After many long discussions about what this cause meant to me with my dad, I was finally allowed to go to the protest held in downtown Chicago on June 6, along with my two sisters. Though I knew that some protests had become violent, which was my dad’s initial concern, I wasn’t very worried about it. We planned to leave the city earlier in the day and most of the previous violence had occurred later at night, past the city curfew. All I could think about was how happy I was to be able to go out and stand for what I believe in, not just in my predominantly white suburb of Naperville, but in Chicago, a city where police brutality and racism are so prevalent. For that day, I would demonstrate not in the “Naperville bubble,” but in the real world. 

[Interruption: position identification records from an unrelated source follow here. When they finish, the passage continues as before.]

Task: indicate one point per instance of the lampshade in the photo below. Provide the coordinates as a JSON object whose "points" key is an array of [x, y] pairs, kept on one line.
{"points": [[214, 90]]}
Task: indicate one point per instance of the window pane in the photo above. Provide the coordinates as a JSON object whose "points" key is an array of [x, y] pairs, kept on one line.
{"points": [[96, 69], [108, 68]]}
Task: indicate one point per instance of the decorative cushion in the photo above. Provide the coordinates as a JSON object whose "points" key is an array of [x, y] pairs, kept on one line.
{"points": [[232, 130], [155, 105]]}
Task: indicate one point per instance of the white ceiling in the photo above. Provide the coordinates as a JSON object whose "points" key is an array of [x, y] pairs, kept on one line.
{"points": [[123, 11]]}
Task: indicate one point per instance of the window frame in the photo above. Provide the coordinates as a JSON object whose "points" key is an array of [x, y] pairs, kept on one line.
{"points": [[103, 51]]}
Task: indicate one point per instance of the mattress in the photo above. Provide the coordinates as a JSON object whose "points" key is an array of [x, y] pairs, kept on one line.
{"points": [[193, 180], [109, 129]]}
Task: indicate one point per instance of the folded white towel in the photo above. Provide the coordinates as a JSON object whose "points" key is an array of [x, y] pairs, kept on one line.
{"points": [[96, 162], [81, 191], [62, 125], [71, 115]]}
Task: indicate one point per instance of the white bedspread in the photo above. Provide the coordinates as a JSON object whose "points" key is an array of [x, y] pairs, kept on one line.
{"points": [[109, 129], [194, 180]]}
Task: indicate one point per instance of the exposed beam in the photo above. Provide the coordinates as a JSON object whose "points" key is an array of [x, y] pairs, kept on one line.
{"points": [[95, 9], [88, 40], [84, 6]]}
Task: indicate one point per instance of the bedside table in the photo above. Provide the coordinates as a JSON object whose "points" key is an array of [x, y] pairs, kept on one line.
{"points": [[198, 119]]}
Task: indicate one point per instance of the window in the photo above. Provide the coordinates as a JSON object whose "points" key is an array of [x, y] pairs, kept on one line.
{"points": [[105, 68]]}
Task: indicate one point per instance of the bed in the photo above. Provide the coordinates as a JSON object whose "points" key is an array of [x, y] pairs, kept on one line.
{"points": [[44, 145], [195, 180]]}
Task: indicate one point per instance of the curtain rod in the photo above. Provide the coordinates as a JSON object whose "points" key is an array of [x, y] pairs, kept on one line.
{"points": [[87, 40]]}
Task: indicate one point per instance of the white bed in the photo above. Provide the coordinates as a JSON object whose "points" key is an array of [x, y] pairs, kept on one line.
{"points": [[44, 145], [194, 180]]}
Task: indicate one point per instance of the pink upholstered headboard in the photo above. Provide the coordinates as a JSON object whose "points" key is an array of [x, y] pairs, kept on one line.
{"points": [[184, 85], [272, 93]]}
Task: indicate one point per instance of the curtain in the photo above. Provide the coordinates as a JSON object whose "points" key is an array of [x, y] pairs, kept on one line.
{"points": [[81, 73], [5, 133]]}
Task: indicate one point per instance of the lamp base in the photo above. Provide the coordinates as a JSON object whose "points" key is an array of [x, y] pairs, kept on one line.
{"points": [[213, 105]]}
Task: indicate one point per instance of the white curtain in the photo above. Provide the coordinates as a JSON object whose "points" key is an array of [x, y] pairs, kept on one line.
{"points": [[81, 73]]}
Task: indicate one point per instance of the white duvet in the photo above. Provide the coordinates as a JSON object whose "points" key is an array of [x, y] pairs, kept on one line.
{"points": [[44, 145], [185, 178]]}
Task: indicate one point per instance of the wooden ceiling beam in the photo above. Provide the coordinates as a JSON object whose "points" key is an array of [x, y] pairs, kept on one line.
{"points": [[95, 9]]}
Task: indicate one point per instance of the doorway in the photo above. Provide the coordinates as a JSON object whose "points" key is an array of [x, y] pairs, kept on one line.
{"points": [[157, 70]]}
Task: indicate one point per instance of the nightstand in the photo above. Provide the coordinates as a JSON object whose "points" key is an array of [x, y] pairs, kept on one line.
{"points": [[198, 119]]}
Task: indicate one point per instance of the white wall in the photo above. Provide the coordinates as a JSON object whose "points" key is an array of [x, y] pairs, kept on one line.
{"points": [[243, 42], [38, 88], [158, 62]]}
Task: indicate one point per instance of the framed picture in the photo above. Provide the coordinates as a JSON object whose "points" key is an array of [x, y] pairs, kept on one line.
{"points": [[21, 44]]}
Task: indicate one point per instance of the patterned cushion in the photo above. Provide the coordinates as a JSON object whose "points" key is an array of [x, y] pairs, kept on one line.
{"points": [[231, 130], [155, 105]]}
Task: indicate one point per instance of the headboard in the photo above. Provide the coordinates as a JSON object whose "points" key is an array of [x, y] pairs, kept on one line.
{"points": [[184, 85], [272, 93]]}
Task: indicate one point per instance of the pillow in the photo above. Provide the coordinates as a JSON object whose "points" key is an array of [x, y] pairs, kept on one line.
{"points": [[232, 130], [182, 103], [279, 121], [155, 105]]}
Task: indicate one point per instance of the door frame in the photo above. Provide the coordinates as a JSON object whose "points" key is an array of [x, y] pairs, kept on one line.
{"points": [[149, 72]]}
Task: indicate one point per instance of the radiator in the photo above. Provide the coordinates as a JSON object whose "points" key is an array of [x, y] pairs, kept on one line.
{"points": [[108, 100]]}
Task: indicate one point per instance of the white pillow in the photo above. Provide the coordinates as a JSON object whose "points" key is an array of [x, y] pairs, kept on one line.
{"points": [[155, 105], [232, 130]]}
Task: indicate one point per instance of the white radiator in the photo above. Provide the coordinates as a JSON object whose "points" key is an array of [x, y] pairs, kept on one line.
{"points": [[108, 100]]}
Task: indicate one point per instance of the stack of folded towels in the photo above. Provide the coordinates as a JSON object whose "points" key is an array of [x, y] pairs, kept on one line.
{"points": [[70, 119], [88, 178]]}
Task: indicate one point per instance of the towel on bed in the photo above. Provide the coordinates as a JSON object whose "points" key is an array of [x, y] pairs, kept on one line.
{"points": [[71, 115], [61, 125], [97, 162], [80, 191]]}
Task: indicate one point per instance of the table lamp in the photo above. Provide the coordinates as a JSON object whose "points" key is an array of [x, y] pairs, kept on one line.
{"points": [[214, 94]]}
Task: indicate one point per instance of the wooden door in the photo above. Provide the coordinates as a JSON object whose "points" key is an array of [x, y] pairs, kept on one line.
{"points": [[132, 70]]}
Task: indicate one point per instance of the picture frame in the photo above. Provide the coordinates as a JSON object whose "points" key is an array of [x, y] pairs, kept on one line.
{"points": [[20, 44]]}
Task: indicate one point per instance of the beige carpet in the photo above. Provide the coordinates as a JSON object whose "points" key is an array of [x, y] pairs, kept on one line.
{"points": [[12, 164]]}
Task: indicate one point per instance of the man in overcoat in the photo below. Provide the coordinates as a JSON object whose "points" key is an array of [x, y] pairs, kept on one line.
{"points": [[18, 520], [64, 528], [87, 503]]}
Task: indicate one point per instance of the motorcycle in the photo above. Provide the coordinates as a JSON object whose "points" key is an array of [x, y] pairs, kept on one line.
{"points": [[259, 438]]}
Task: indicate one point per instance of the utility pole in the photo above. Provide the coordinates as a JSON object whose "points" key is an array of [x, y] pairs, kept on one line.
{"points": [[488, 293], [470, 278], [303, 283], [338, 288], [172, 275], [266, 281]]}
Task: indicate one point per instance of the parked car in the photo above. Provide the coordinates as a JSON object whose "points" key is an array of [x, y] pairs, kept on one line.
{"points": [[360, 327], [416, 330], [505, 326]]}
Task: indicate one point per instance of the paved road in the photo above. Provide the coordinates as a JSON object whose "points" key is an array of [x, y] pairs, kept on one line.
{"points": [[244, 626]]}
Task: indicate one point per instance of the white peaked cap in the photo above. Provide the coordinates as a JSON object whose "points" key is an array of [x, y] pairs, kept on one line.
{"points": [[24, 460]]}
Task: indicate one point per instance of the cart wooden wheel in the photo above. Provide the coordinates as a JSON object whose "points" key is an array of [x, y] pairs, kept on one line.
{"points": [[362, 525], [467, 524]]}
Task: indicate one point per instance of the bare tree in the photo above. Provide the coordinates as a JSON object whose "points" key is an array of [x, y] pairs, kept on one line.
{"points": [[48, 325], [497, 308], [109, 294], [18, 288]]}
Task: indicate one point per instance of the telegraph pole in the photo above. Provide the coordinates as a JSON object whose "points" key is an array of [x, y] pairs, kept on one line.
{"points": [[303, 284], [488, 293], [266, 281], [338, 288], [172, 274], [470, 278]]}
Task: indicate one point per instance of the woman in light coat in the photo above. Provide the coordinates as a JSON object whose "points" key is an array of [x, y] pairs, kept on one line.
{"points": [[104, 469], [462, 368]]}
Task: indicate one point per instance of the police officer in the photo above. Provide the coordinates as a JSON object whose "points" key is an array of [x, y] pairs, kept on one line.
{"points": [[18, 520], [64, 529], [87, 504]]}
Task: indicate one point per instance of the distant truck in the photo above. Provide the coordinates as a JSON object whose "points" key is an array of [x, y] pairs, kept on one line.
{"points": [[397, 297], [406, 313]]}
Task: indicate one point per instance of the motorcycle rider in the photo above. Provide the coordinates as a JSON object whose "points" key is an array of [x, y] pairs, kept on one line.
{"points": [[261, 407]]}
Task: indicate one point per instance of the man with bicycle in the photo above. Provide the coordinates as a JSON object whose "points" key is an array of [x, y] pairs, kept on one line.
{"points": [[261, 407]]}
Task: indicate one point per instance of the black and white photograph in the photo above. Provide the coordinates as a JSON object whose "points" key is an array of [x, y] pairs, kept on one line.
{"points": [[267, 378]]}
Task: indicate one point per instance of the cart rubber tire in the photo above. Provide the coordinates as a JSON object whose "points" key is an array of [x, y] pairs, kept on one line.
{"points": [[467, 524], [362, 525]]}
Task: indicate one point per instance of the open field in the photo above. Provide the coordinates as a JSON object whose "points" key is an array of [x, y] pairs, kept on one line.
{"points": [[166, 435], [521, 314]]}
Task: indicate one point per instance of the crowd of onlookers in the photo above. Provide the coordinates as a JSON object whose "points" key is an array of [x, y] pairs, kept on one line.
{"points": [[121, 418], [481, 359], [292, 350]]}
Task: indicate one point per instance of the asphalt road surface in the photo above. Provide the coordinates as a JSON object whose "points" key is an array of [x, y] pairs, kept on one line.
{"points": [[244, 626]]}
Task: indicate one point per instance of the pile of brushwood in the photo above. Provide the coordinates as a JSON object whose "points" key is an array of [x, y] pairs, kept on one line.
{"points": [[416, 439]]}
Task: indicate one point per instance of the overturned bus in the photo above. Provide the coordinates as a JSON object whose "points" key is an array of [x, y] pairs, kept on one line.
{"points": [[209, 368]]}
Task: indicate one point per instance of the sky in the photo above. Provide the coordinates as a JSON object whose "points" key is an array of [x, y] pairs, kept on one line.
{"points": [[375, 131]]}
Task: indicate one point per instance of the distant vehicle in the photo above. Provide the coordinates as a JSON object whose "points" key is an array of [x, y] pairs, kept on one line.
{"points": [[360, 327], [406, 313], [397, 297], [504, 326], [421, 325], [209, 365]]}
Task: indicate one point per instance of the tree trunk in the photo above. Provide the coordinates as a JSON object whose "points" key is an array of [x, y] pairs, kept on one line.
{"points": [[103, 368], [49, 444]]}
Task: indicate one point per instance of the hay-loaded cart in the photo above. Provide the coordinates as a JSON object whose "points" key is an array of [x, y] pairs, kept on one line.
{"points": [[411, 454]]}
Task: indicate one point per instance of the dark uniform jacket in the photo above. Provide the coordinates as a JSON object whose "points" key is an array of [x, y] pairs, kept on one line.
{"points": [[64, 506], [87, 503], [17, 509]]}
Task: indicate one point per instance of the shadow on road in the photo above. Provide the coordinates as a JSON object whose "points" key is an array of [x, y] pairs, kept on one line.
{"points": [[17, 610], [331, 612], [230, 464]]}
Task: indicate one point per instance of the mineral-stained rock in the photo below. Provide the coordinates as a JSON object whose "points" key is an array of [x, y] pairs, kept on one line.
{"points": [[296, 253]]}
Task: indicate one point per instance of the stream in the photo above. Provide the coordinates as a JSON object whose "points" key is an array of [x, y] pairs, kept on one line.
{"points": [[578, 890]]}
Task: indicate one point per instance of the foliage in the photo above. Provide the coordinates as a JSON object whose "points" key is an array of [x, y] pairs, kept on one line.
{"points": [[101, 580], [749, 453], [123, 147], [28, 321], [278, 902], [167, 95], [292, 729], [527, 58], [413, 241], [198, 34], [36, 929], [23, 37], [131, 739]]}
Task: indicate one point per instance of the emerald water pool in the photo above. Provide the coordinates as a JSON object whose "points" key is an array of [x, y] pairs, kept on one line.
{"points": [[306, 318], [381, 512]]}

The protest began at Union Park where various organizers from an activist group called Activate: Chi spoke out against police brutality and systemic racism in our country. Upon arriving at the park, I was immediately taken aback by the number of people there. The Chicago Tribune estimated the crowd to be over 20,000. Seeing this, for the first time since the news of Floyd broke, I truly felt hopeful, not only because so many people were choosing to actively support this cause, but also because these were people of all different races, ethnicities and religions. For once, it felt like everyone was able to put their differences aside to fight for what was right.

It was inspiring. 

During one of the speeches, a woman said something that really stuck with me. She explained that it wasn’t enough to not be racist, but that we must also call out those who are racist. She quoted Dr. Martin Luther King saying, “silence is violence.” I remember feeling a sense of guilt at that moment, guilt for knowing that a problem existed in this country and not having tried to do much about it sooner. To be honest, I have yet to shake that guilt. I’m not sure I ever will. I don’t think I ever should. All that I can do is become more engaged and make more intentional efforts going forward. 

Once the speakers finished, we headed toward the Cabrini Green houses. As we marched, we chanted various phrases including “no justice, no peace,” “silent cops are guilty too” and “this is what democracy looks like.” Many held up signs as well. As I scanned the crowd, it seemed never ending. In addition to the people marching the streets, cars honked in support, people whistled from their windows, and business owners posted signs on their doors in support of the effort. 

While we marched, I vividly remember passing by a little Black boy holding up a sign that read “Am I next?” and immediately feeling my heart sink. It is 2020 and innocent, young children still fear for their lives just because of their skin color. “This is just the beginning,” I remember thinking to myself, “and we as a society have a long way to come.” 

I refuse to let this be a movement that loses traction when it stops appearing in the news as often or trending on social media. We all have a responsibility to fight for what is right. I will continue going to protests, signing petitions and donating. I also recently joined the National Association for the Advancement of Colored People (NAACP), which will allow me to help lead initiatives to make Naperville more inclusive.

I will keep fighting until justice is served and equality is achieved, and I sincerely hope others will do the same.